Principle 8: Serve Together as a Family
ਦੇਦਾ ਦੇ ਲੈਦੇ ਥਕਿ ਪਾਹਿ ॥
The Giver (Divine) gives and gives, yet the receivers never tire of receiving.
Japji Sahib: Seva — Selfless Service
Sri Guru Nanak Dev Ji's life was built on Seva — serving others without expecting anything in return. In Sikh Gurdwaras, everyone — regardless of status — sits on the floor and eats the same food together. This is called Langar, and it is a radical act of equality.
Families that serve together grow together. When children see their parents helping others — cooking for a neighbour, volunteering at a shelter, cleaning up a park — they develop empathy, gratitude, and perspective.
Service also cures the entitlement epidemic. A child who has helped serve meals to those who have less is a child who complains less about what is on their own plate.
Practical Tip
Once a month, do one act of service as a family. Visit a food bank, help an elderly neighbour, make care packages, or volunteer together. Make it a tradition, not a one-off.
Principle 9: You Are the Goldsmith — Be Patient with the Process
ਘੜੀਐ ਸਬਦੁ ਸਚੀ ਟਕਸਾਲ ॥
The mind is refined in the true mint of the Word.
Japji Sahib: The Refining of Gold
The final Pauri of Japji Sahib compares spiritual growth to a goldsmith refining gold. The workshop is self-restraint. The goldsmith is patience. The anvil is knowledge. The fire is discipline. The bellows are love.
Parenting is exactly this process — except you are refining both yourself and your child simultaneously. It is slow. It is hot. It requires patience, discipline, knowledge, and above all, love.
There is no shortcut. Your child will not become kind, brave, or wise overnight. Neither will you. But every day that you show up — imperfect, trying, loving — you are doing the work of the goldsmith. Trust the process.
Practical Tip
On hard days, remind yourself: 'I am the goldsmith. Patience is my tool. This is working, even when I cannot see it yet.' Write it on a sticky note if you need to.

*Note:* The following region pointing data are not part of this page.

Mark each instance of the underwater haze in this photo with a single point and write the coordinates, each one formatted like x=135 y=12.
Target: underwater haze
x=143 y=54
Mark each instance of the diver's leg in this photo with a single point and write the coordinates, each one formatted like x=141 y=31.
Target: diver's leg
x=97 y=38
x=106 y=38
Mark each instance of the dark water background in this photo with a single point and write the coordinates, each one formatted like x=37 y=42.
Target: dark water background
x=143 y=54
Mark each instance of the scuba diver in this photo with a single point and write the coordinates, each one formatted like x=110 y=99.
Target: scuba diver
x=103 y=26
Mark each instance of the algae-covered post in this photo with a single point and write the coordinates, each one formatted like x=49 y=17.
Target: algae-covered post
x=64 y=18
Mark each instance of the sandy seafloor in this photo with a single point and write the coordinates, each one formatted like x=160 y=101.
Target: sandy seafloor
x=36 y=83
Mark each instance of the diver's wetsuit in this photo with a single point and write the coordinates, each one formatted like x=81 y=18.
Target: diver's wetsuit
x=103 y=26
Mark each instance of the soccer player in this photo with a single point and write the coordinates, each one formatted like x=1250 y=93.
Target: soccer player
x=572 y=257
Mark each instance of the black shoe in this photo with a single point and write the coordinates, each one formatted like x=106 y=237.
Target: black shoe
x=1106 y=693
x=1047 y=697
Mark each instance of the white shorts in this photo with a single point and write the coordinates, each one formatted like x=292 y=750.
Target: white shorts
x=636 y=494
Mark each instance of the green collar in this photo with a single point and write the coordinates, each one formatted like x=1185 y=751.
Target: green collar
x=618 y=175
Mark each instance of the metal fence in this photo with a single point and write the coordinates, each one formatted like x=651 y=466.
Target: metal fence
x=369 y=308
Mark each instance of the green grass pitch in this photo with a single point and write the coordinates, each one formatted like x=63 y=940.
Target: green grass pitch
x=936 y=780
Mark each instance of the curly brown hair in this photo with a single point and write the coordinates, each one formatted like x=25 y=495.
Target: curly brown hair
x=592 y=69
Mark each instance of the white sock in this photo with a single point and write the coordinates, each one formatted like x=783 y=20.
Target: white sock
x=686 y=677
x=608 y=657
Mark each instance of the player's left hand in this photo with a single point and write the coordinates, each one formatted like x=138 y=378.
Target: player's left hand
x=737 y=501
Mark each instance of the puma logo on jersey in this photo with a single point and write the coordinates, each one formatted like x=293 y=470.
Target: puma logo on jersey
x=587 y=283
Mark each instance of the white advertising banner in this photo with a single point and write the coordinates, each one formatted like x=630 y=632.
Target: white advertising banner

Principle 10: Take Care of Yourself — You Cannot Pour from an Empty Cup
ਪਵਣੁ ਗੁਰੂ ਪਾਣੀ ਪਿਤਾ ਮਾਤਾ ਧਰਤਿ ਮਹਤੁ ॥
Air is the Guru, Water the Father, and Earth the Great Mother.
Japji Sahib: Grace, Gratitude, and the Borrowed Body
We are caretakers of this sacred vessel (body). Treating our bodies with respect is a form of worship and a vital responsibility.
Burnt-out parents cannot raise thriving children. If you are running on empty — skipping meals, losing sleep, ignoring your health, numbing with screens — your children feel it. They absorb your stress like sponges.
Guru Sahib teaches gratitude as medicine. Every day, you have been given air to breathe, food to eat, and children to love. Pausing to notice these gifts — even for 30 seconds — rewires your brain from scarcity to abundance.
Practical Tip
Before bed tonight, name three things from today that you are grateful for. Do not reach for your phone. Just lie there and feel the gratitude. Then get enough sleep — that is Seva to your family too.
A Final Word
Japji Sahib was revealed for everyone — teachers, engineers, parents, and workers — illuminating the path to the Divine amidst the beauty of daily life.
Parenting is a journey of continuous growth. There will be moments of challenge, but also moments of profound grace. Each mistake is an opportunity to learn and return to the path. This is the human experience.
But here is Guru Nanak's promise: grace is real. Every morning is a fresh start. Every Amrit Vela is a chance to begin again. And the fact that you are reading a guide like this — that you care enough to try — means the goldsmith is already at work.
Rise early. Listen deeply. Accept what comes. Serve others. Love your children. Take care of yourself. And trust that the One who created this universe is taking care of you too.